There is context to the announcement of the interline agreement between V Australia and Delta which seems to have escaped the regurgitaters of airline press releases.

Delta, which eclipsed Southwest as the world’s largest airline in last year’s merger with Northwest wants United Airlines dead. Actually, deader than it is.

V Australia’s owner, Virgin Blue, has a code share agreement with United and apparently couldn’t care less either. It hasn’t answered a query about this sent yesterday, indeed hasn’t responded to a single query for over a month.

But we can fill in a few blanks.

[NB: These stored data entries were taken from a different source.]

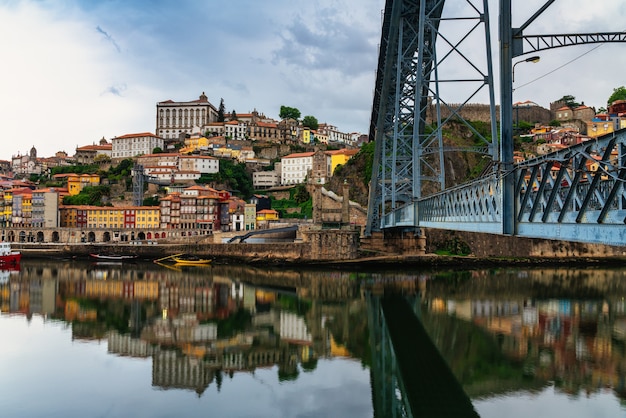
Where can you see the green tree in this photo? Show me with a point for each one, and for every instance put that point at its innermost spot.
(619, 93)
(310, 122)
(287, 112)
(220, 111)
(570, 101)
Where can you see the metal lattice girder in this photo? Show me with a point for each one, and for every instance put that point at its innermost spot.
(475, 206)
(408, 156)
(535, 43)
(576, 194)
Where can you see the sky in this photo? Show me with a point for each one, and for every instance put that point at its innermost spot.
(75, 71)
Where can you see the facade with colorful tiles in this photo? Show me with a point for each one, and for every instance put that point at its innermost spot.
(601, 124)
(133, 145)
(195, 143)
(195, 208)
(76, 183)
(46, 204)
(295, 167)
(250, 217)
(26, 164)
(266, 216)
(334, 135)
(22, 208)
(176, 118)
(265, 179)
(109, 217)
(89, 154)
(235, 130)
(340, 157)
(177, 167)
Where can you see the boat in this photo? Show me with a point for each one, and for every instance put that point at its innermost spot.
(112, 257)
(8, 257)
(183, 259)
(189, 260)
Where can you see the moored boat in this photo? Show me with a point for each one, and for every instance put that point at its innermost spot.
(190, 260)
(9, 257)
(112, 257)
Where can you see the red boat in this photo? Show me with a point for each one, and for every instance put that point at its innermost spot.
(7, 256)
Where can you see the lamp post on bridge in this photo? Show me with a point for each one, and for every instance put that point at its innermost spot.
(533, 59)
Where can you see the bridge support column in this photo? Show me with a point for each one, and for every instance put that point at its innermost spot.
(332, 244)
(395, 243)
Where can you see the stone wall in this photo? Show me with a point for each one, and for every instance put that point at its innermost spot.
(334, 244)
(394, 243)
(491, 245)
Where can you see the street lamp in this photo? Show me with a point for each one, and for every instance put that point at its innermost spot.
(533, 59)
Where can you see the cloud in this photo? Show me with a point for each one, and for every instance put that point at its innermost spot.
(116, 90)
(109, 38)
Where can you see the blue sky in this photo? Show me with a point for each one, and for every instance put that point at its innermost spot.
(76, 71)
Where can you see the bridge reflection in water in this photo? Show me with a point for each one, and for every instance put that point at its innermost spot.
(409, 375)
(517, 342)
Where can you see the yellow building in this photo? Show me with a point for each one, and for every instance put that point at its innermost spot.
(76, 183)
(340, 157)
(147, 217)
(109, 217)
(308, 136)
(598, 128)
(266, 215)
(7, 210)
(104, 217)
(195, 144)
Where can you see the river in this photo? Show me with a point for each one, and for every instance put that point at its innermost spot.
(80, 339)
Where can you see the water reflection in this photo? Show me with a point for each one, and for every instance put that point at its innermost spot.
(502, 333)
(196, 324)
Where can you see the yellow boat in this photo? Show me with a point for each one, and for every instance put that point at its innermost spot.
(190, 260)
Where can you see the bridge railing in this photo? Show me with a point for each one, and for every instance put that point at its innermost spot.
(575, 194)
(474, 206)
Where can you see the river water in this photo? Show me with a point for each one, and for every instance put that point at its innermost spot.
(83, 339)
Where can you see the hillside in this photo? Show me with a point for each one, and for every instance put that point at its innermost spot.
(459, 166)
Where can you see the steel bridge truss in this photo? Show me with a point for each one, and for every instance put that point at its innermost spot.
(576, 194)
(408, 156)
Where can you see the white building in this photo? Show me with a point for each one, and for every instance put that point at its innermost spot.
(175, 118)
(295, 167)
(133, 145)
(201, 164)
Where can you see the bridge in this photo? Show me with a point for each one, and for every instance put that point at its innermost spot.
(575, 194)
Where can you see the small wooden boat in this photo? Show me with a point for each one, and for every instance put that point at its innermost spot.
(112, 257)
(7, 256)
(190, 260)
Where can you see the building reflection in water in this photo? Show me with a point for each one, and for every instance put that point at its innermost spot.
(195, 324)
(499, 331)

V Australia needs a two way link or ‘feed’ from Delta to counter the very potent relationship between Qantas and American Airlines.

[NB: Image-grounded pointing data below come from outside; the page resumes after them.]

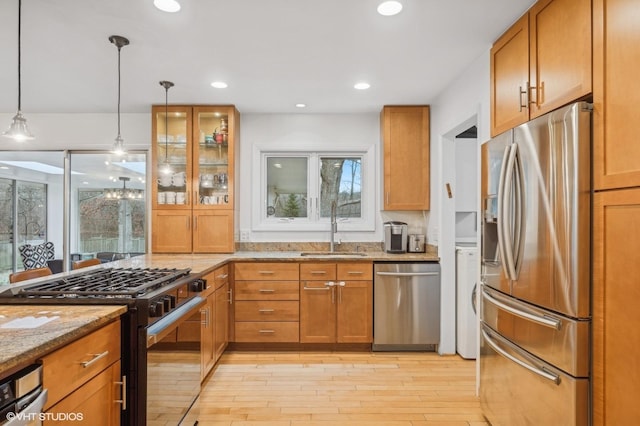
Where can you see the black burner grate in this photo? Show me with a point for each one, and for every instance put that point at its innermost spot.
(105, 283)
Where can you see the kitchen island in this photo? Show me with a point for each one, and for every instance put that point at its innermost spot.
(29, 332)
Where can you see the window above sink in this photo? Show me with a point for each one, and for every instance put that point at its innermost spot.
(295, 189)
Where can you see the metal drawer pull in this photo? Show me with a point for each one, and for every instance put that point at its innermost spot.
(123, 401)
(546, 374)
(539, 319)
(408, 274)
(95, 358)
(317, 288)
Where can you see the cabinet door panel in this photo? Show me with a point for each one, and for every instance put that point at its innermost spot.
(510, 78)
(171, 231)
(213, 231)
(317, 313)
(615, 63)
(355, 312)
(616, 290)
(560, 52)
(405, 134)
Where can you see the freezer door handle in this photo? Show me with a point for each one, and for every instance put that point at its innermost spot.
(542, 320)
(540, 372)
(408, 274)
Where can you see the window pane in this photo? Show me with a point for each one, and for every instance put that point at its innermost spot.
(341, 181)
(32, 213)
(287, 188)
(6, 229)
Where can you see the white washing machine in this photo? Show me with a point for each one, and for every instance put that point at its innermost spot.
(466, 317)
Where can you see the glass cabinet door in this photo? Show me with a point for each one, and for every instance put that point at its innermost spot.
(172, 166)
(213, 162)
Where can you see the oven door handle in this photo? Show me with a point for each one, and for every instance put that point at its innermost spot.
(160, 329)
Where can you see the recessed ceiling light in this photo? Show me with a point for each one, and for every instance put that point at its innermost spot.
(170, 6)
(389, 8)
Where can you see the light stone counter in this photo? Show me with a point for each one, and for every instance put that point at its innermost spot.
(23, 346)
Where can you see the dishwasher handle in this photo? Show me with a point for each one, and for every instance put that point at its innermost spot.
(408, 274)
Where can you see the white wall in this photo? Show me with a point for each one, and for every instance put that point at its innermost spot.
(465, 100)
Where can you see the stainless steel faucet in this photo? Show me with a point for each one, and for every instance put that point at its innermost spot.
(334, 226)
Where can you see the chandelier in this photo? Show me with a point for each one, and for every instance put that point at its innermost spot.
(124, 192)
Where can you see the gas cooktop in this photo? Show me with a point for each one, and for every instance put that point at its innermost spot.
(129, 283)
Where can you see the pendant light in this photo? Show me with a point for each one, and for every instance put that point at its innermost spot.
(119, 41)
(18, 130)
(166, 167)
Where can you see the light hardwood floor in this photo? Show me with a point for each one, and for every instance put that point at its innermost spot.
(296, 388)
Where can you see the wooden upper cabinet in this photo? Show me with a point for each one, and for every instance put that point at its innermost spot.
(197, 144)
(541, 63)
(560, 52)
(405, 137)
(510, 78)
(616, 97)
(616, 241)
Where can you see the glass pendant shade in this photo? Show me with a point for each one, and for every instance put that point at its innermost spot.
(18, 130)
(118, 146)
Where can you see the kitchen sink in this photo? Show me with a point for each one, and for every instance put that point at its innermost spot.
(334, 253)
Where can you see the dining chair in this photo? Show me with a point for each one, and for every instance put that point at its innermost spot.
(84, 263)
(28, 274)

Delta, because of the Northwest network merger, is building a very impressive alternative to connecting with American in Los Angeles and for that matter San Francisco, should V Australia fly there as well in future years.

Indeed, Delta gives V Australia opportunities that Virgin America might not ever offer, although the latter is defying its US doomsayers and building up an important franchise on some routes where any regular visitor to America would be seriously hungry for a bit of quality as is generally take for granted on the major Australian carriers.

The pressure that Delta and V Australia locally will put on United also assists Virgin Blue’s NZ subsidiary Pacific Blue put pressure on Air NZ, because of the slight but vulnerable synergies that exist between UA and NZ through common membership of the Star Alliance.

Air NZ is really exposed in the current situation to domestic competition by Jetstar and Pacific Blue, and the invasion of its international network by airlines encouraged by the laissez faire policy settings of New Zealand in regards to aviation.

The V Australia/Delta agreement will also be assisted by the inability of Jetstar to carry out that part of its strategic goal which required non-stop flights from Australia to the US mainland using Boeing 787s, because that jet is late, heavy, and gets the hots in an undercarriage someone forgot would be impacted by the heat retention qualities of composite structures.

But that’s another story.

The delays and restrictions affecting the Dreamliner mean Jetstar is moving to an Auckland hub from which it can, among other things, get 787s with 330 tightly packed customers to the continental USA .

But V Australia and Delta share one other advantage. They both have newly built Boeing 777s, and while they are different models, non-stop America with very competitive per seat costs is not a problem for either.

As pointed out in earlier threads, the Qantas A380s have inherently unbeatable cost advantages among airliners, but these are not realised to an optimum level in its current configuration of only 450 seats predicated on a level of demand for premium fares which is being slashed by a sudden shortage of masters of the universe or the travel accounts that used to sustain them.

It is true this is a bad time for V Australia to launch services to the US, but in the bigger picture of its relationship with Delta, not as bad as it had been before the deal was sealed.